🤖 AI Summary
Existing table-based question answering benchmarks struggle to address the complex reasoning challenges posed by real-world industrial scenarios, such as multi-table relationships, nested headers, and large-scale data. To bridge this gap, this work introduces ReasonTabQA, the first high-complexity bilingual table QA benchmark tailored for authentic industrial applications, encompassing 30 domains and 1,932 tables with annotated answers and explicit reasoning chains, supporting both chain-of-thought and non-chain-of-thought paradigms. Furthermore, the authors propose TabCodeRL, a method that integrates table structure awareness with a verifiable reasoning reward mechanism, leveraging reinforcement learning to guide large language models in generating logically sound and verifiable reasoning paths. Experiments demonstrate that TabCodeRL significantly improves performance on open-source models, yet a notable gap remains compared to human-level accuracy, underscoring the inherent difficulty of industrial-scale table question answering.
📝 Abstract
Recent advancements in Large Language Models (LLMs) have significantly catalyzed table-based question answering (TableQA). However, existing TableQA benchmarks often overlook the intricacies of industrial scenarios, which are characterized by multi-table structures, nested headers, and massive scales. These environments demand robust table reasoning through deep structured inference, presenting a significant challenge that remains inadequately addressed by current methodologies. To bridge this gap, we present ReasonTabQA, a large-scale bilingual benchmark encompassing 1,932 tables across 30 industry domains such as energy and automotive.
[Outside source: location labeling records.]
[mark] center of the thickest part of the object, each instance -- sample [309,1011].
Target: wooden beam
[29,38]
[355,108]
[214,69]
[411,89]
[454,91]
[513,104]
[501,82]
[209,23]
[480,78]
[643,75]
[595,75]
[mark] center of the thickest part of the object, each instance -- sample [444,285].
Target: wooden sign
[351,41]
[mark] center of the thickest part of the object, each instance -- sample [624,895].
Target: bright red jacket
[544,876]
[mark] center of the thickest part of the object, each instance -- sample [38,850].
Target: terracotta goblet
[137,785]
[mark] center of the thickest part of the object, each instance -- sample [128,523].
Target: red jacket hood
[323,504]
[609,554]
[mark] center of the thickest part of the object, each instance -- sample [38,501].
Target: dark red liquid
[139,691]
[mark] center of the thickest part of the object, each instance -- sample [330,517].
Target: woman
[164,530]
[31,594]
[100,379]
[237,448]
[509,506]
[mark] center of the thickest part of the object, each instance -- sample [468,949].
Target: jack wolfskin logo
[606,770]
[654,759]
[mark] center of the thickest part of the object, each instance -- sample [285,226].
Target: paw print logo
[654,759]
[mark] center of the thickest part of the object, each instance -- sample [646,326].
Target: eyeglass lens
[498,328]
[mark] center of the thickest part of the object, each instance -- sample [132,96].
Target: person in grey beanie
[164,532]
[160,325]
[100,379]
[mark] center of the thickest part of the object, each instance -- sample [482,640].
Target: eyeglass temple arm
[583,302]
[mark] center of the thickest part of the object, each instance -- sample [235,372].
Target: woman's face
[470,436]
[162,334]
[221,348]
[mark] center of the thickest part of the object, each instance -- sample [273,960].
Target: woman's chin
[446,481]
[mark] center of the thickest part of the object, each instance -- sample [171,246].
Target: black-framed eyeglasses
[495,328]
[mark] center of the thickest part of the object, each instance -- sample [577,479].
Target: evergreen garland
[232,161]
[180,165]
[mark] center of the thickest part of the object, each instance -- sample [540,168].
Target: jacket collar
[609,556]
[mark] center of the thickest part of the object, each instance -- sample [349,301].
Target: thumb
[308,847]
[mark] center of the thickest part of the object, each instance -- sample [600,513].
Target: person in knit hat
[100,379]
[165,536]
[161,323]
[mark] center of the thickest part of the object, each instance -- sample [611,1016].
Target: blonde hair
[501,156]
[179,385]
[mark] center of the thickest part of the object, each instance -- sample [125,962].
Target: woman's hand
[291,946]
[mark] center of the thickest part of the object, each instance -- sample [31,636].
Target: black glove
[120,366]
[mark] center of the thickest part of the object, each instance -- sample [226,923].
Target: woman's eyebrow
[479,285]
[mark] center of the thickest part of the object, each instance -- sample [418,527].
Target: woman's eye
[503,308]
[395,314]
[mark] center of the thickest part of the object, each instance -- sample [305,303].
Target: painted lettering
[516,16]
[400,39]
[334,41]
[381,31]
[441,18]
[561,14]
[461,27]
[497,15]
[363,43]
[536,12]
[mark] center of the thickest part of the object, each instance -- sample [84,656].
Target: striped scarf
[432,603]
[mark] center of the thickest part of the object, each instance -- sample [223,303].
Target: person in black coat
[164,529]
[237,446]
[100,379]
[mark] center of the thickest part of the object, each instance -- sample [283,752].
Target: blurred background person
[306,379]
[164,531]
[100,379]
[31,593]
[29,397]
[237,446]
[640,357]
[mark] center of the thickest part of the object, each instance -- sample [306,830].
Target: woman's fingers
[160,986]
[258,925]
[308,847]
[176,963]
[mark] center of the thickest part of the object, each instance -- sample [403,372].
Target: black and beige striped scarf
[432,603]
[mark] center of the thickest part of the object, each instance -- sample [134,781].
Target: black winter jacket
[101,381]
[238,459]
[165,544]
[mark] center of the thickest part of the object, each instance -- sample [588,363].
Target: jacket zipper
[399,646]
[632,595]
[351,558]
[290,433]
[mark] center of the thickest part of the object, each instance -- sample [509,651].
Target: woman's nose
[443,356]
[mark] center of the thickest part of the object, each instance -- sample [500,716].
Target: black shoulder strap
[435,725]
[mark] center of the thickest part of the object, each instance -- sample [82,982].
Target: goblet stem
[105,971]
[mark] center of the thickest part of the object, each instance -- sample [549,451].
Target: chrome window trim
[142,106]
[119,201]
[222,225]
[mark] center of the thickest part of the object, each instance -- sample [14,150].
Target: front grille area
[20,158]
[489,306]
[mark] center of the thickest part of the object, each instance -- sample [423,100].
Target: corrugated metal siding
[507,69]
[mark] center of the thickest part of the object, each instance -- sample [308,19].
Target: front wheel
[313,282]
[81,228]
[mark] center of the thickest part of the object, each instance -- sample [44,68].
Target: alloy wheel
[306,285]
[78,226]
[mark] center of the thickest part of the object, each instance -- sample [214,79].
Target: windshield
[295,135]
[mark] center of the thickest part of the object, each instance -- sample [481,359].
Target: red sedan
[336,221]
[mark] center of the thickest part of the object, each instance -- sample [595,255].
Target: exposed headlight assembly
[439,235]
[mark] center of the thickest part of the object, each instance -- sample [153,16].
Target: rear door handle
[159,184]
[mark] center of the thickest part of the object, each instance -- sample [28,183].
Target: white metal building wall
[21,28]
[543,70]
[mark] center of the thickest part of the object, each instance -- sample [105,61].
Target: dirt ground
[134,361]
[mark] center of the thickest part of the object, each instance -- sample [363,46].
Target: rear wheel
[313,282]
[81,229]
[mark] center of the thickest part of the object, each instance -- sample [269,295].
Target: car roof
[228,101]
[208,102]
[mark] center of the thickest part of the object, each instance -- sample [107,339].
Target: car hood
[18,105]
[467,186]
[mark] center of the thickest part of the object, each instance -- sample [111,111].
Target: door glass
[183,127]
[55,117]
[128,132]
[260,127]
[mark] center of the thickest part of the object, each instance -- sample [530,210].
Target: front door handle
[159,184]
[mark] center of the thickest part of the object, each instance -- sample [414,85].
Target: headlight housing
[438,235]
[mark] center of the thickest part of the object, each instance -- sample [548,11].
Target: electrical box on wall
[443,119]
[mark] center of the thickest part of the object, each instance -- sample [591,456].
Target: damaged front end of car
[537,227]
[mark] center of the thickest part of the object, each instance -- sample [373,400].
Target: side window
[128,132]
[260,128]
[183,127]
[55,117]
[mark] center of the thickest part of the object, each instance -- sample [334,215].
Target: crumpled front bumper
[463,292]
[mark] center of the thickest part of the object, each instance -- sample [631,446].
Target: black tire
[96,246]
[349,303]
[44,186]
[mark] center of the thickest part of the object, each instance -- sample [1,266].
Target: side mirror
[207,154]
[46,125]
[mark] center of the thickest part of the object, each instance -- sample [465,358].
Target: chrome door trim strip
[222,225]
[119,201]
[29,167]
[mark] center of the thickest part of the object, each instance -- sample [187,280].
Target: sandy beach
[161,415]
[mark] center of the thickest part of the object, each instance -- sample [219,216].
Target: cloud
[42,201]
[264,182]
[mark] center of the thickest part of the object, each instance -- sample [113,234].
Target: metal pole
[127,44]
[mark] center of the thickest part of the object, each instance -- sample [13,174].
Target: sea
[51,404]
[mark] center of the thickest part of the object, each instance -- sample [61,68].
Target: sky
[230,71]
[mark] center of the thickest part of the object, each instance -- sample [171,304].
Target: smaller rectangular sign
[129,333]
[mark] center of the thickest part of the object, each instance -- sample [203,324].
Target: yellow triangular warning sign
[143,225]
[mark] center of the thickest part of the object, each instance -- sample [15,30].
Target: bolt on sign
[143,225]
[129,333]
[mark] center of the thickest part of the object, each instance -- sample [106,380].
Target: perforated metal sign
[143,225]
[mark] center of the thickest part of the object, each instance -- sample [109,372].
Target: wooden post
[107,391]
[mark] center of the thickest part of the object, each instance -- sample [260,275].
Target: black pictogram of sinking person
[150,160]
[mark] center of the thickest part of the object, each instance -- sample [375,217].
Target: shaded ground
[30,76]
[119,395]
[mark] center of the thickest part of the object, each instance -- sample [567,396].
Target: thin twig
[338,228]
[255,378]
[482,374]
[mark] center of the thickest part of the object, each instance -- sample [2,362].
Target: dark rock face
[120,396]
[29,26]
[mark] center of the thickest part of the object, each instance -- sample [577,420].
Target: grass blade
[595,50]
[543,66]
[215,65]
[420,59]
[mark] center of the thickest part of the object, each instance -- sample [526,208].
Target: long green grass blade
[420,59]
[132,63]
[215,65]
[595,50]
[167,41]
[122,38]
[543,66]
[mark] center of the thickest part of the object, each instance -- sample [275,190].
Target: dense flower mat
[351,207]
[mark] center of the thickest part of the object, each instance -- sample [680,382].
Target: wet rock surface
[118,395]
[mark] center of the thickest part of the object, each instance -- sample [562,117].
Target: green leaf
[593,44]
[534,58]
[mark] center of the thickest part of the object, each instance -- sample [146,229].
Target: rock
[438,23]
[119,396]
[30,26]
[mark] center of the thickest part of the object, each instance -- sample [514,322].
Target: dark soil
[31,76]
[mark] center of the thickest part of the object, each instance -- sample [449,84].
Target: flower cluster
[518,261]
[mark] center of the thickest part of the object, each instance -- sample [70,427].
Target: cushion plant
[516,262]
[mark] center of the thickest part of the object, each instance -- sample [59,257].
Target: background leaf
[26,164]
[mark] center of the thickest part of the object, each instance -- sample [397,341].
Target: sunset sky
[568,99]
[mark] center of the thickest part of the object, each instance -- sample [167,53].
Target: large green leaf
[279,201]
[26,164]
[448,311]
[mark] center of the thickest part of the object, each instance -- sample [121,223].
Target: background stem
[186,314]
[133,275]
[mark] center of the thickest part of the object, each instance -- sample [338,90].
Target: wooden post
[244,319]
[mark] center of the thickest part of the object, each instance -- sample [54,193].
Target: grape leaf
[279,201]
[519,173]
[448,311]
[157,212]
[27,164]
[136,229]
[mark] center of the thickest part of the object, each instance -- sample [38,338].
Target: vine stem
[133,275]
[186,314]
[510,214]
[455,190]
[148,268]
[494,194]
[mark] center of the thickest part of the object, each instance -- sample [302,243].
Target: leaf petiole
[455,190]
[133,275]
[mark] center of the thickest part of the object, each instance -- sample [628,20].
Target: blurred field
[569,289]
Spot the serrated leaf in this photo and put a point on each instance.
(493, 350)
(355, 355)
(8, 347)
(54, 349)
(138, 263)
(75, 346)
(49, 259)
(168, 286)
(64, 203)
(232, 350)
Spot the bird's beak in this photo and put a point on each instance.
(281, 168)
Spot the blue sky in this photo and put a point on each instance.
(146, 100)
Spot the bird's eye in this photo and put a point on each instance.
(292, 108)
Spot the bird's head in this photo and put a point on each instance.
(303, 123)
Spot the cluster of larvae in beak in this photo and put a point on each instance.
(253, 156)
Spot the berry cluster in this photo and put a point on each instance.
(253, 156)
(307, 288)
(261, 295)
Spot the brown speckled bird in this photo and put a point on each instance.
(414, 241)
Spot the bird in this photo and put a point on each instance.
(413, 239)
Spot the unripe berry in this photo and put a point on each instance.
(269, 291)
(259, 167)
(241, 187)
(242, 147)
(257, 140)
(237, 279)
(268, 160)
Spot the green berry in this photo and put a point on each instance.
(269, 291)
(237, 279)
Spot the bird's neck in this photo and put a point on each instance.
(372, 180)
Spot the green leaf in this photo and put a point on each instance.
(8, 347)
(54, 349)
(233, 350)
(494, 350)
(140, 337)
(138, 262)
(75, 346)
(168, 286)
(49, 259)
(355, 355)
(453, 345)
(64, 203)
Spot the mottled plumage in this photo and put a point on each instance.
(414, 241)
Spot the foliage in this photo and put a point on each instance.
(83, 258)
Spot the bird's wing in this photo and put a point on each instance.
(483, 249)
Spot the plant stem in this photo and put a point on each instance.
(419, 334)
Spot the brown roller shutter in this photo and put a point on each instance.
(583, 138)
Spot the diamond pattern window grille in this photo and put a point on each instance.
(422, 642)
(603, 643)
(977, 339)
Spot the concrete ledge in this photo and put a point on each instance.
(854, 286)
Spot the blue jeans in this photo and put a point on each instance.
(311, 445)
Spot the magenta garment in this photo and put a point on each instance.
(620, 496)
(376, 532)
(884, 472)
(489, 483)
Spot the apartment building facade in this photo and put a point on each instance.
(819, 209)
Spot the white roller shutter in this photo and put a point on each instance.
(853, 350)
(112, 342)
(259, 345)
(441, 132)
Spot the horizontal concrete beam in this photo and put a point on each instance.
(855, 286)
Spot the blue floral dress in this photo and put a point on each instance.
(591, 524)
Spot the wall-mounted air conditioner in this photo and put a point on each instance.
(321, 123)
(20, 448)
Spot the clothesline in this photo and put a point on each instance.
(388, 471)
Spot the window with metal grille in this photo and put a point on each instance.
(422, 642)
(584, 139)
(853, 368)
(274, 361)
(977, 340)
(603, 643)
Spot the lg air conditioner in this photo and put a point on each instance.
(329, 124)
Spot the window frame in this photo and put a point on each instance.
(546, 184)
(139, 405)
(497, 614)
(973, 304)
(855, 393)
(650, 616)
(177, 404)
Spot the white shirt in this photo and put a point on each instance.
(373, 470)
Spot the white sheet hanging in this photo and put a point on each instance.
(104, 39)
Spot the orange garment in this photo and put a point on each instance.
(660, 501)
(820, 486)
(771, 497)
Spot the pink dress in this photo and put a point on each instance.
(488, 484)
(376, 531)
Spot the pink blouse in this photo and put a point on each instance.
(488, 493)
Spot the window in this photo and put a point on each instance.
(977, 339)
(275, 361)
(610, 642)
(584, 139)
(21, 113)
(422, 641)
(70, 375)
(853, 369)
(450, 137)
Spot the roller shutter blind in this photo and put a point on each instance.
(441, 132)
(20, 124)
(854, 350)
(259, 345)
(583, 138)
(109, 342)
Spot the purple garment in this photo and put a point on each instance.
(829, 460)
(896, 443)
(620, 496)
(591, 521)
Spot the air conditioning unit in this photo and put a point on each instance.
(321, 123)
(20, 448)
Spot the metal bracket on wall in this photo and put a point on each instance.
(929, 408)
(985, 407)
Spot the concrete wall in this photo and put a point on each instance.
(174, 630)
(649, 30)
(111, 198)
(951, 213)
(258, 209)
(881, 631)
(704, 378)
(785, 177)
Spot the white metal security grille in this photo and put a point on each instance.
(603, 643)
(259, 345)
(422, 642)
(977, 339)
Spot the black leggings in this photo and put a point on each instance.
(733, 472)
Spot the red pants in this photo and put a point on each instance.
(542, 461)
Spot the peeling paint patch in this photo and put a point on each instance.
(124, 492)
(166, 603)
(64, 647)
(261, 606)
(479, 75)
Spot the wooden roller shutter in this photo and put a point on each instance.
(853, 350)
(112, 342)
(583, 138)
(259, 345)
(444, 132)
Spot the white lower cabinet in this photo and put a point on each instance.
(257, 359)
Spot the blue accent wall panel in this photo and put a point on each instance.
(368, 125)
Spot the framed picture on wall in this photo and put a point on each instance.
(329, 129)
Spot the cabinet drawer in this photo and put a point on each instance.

ReasonTabQA provides high-quality annotations for both final answers and explicit reasoning chains, supporting both thinking and no-thinking paradigms. Furthermore, we introduce TabCodeRL, a reinforcement learning method that leverages table-aware verifiable rewards to guide the generation of logical reasoning paths. Extensive experiments on ReasonTabQA and 4 TableQA datasets demonstrate that while TabCodeRL yields substantial performance gains on open-source LLMs, the persistent performance gap on ReasonTabQA underscores the inherent complexity of real-world industrial TableQA.